Liquidity stress for Asian companies eased slightly in October but it is still above a long-term average, Moody's has said, citing the Liquidity Stress Index compiled by the rating agency.
The index dropped 21.0% in October from 21.3% in September, with the Chinese sub-index steady and Indonesian down by a bigger margin, a Moody's press release said.
Moody's said the October decline was the fifth in as many months, and it came as the net number of rated high-yield companies with Moody's weakest speculative-grade liquidity score (SGL-4) remained at 26 and the number of rated high-yield companies decreased by two to 124.
"The index -- which increases when speculative-grade liquidity appears to decrease -- remains well below the record high of 37.0% reached during the fourth quarter of 2008 amid the global financial crisis," said Annalisa Di Chiara, a vice-president at Moody's.
"It is a bit above the index's long-term rolling average of 20.3% but still slightly below the trailing-12-month average of 22.1%," Di Chiara said.
China and Indonesia
The liquidity sub-index for Chinese speculative-grade companies was unchanged at 20.0%, while the number with SGL-4 scores was also unchanged at 13. In addition, the number of high-yield Chinese companies remained at 65, the rating agency said.
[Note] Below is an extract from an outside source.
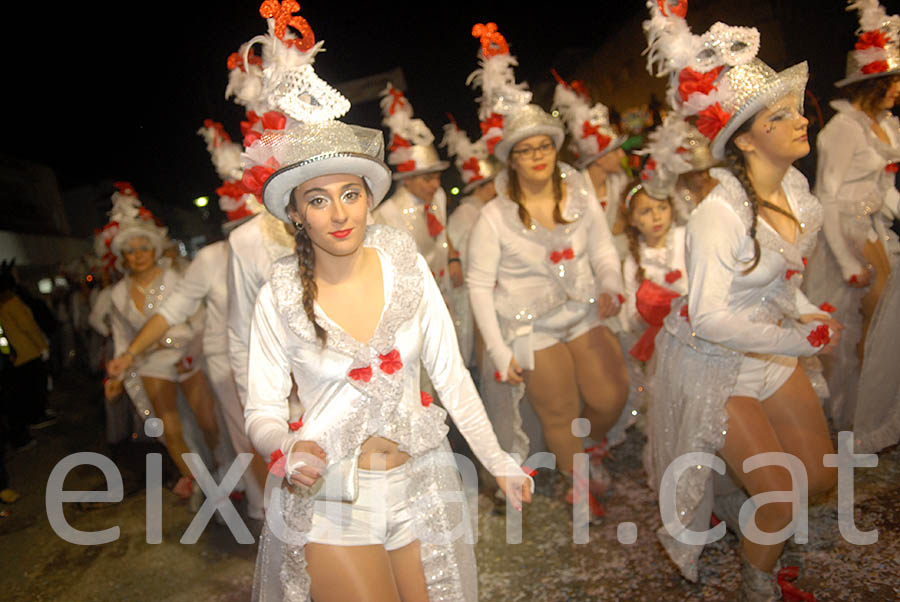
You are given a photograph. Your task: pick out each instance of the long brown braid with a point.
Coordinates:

Meanwhile, both China's high-yield property sub-index and China's high-yield industrial sub-index were unchanged at 15.4% and 26.9%, respectively.
However, the Indonesian sub-index declined to 8.3% from 12.0% in September as the number of Indonesian companies with SGL-4 scores decreased by one to two while the total number of high-yield Indonesian companies decreased by one to 24.